As much as I’ve wanted to write about Pan’s Labyrinth, it hasn’t happened, so you’ll have to wait until its DVD release for a proper essay. (I have lots of ideas, but the movie’s details have faded so much that anything I write would be either too vague or filled with errors. Even more than normal.)

For now, I’ll note that I was struck by something writer-director Guillermo del Toro said in an interview:

Question: “So often in fairy-tale analysis, there’s a tendency to read any story of a young girl as a psychosexual parable, but this film specifically doesn’t go that way.”

Answer: “Not at all. I consciously avoided it, not out of prudishness — though I probably am prudish — but out of the same reason why I tried to avoid the myth of vampirism in Cronos through using the most completely unerotic window I could; I tried to approach it like an addiction. In Pan’s Labyrinth, I knew that the psychosexual angle was really tired; it felt very 1980s for me, and I felt this was a movie about a girl who was on the threshold of making a choice, where she could cease to be a girl, but it was not about sexual identity.”

Perhaps he should have told that to the movie’s designers and marketers.

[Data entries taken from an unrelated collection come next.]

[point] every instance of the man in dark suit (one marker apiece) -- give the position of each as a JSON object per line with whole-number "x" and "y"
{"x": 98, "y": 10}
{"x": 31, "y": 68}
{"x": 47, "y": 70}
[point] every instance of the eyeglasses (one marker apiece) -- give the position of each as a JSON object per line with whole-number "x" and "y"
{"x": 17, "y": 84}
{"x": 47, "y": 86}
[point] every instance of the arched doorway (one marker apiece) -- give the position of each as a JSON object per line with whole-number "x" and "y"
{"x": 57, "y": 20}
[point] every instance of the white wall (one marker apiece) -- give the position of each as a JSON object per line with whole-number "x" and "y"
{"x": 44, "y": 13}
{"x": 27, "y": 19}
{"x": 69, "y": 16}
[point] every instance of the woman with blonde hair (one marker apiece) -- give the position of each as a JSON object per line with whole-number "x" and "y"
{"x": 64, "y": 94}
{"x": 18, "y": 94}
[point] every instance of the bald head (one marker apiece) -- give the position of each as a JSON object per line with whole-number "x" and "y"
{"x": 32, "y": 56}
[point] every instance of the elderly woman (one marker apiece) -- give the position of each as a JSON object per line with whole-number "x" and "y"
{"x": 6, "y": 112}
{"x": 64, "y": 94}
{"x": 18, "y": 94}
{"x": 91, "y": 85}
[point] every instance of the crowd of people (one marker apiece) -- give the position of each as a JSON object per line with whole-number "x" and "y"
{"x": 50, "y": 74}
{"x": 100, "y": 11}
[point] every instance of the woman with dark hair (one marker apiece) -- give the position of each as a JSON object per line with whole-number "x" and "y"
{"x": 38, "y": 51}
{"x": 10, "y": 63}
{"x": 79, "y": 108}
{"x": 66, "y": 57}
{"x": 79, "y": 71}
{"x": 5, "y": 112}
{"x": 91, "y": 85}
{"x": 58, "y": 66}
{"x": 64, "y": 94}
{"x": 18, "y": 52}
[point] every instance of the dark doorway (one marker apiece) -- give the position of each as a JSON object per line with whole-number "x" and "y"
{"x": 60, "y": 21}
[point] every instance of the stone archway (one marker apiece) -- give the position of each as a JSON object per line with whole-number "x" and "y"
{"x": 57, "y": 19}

Take a look at these images and say with a straight face that they don’t bear a striking resemblance to female genitalia.

A poster for 'Pan's Labyrinth.' Click to open a larger version

Click here to open a detail of the above poster — a bigger vagina to swallow you!

The vagina motif in the actual film. Click to open a larger version

A poster for 'Pan's Labyrinth.' Click to open a larger version

I’m not saying that this obvious fixation on the vagina is incongruous with del Toro’s statement. There’s a strong argument to be made that the movie is about Ofelia living in the “real” world while wanting to join her unborn brother in her mother’s womb. (She is not unlike the protagonist of The Tin Drum, who refuses to physically mature after observing some of the world’s horrors.) Hence: Ofelia at the labia of the Earth/Mother. That fits with del Toro’s claim that the movie is not about Ofelia’s sexuality.

Now, when that budding girl enters the tree and encounters a repulsive, spewing frog, that’s another matter entirely. From Bruno Bettelheim:

“The frog’s ability to blow itself out when excited arouses, again unconsciously, associations to the penis’ erectability. Repulsive as the frog may be, as vividly described in ‘The Frog King,’ the story assures us that even an animal so clammily disgusting turns into something very beautiful, provided it all happens in the right way at the right time.”